Log-Normal Distribution
From Stanford Wong's BJ21
Posted by MathProf on 16 Dec 1997, at 5:45 a.m., in response to Does it just happen?, posted by ML on 15 Dec 1997, at 7:20 p.m.
Let me try to work on it a little more.
For this discussion, I will begin with a coin tossing problem, with p+q=1 (no pushes.) To keep the opriginal formulas simpler.
You Had the right equation for the Bankroll B(N) that you would have after N plays. As you saw from it, it is bit messy in that it has the key paramters in the exponents. It is simplier to look at its logarithm:
(1) log B(N) = ( 1+f ) * W + (1-f) * L
(2) = ( 1 + f ) * W + (1-f) * (N-W)Suppose we want to pick an f whihc will maiximize B(N). Since log is an increasing fct, we may maximize B(N) by maximizing log(B(N), which we do by comuting its derivative and setting it to 0. (ALternatively, you could take the derivative of the original B(N). The easiest way to do that is through "logarithmic differentiation", so you will do the same computation.)
If you take the derivative and set it to 0, you will see the best f occrrs with
(3) f = (W-L) / NOne way to think about this. Suppose sevearl different Fractional Bettors are wagering on the same outcomes. If there are 60 Wins and 40 losses, then the 20% bettor would be ahead of all the others at the end. If there were 51 wins and 49 loses, then the 2% bettor would be ahead. If there were 48 wins and 52 losses, then a person wagering "-4%" would do best. If that is not possible, then the most conservative bettor would hav lost less than all the others.

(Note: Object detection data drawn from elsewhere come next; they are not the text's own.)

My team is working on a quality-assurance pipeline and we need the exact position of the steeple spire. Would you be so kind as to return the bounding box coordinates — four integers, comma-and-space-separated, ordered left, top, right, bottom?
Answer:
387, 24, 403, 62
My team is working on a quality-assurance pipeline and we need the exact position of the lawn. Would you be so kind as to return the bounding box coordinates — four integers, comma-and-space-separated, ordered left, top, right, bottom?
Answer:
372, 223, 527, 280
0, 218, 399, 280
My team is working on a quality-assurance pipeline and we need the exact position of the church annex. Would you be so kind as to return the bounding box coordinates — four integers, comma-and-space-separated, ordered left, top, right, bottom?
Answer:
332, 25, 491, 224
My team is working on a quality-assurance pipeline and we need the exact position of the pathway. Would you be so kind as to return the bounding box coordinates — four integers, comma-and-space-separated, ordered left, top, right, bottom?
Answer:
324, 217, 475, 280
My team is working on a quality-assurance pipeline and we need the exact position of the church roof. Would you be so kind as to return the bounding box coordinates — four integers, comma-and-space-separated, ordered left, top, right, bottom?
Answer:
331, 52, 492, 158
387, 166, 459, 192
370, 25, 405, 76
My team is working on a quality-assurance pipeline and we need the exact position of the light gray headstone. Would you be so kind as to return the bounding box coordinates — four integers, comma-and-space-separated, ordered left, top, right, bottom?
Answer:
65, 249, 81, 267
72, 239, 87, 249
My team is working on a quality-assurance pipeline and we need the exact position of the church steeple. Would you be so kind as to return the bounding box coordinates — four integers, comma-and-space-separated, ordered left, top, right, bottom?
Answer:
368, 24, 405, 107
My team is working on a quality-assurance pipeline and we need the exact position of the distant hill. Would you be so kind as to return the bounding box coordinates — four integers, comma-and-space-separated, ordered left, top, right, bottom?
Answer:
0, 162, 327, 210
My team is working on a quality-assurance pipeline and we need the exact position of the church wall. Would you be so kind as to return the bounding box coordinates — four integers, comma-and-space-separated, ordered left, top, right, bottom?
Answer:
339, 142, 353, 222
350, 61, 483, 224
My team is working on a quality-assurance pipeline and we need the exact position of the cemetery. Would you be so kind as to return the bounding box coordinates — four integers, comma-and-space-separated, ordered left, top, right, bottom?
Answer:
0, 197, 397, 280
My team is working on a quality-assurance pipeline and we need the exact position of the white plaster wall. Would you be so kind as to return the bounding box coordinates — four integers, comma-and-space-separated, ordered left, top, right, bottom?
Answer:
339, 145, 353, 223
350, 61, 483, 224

Of course, we dont know ahead of time what W and L will be. But we know their expected value, which is pN and qN. If we put these into equation (3), then we obtain f=(p-q), the ordinary Kelly fraction.
Please note that Log(Bn) is a linear fct of W. Since Expectation is Linear, this means that we can obtain the expecete Logarithm, by plugging in the expeceted value of W. So the Kelly fraction (p-q) also maximizes the "Expected Logarithm".
So I think this is part of the mystery here. B(N) is a compicated fct, but its Log is a linear fct of W (or L). But there is something a little deeper worth pointing out.
Suppose we are interested in the distribution of B(N). Now this will be a complicated to atack directly. However the log[B(N)] is easier. AS noted, it is a Linear fct of W. Now the Central Limit Theorem tells us that Linear Combinations of Normal variable are Normal. So Log(B) is normally distributed! (They say that B has a log-normal distrbituion. Now I would called it an antilog-Normal disribution myself, because it is the antilog of a Normal.)
So Log(B[N]) is Normal with mean equal to the Epxected Logarithm from eqs (1). B = B0 * exp(G) , where G is a random variable which has the Normal distribution.
Approximately half the time, W will exceed its expecetd value and actual Log(B) will be gretaer than than the Expeceted. Approx. half the time, they will be less.
I am not sure that I have really answered your questions. I think the short answer is that with Fraction betting, B has a complex exquation but Log(B) is simple and has desireable properites.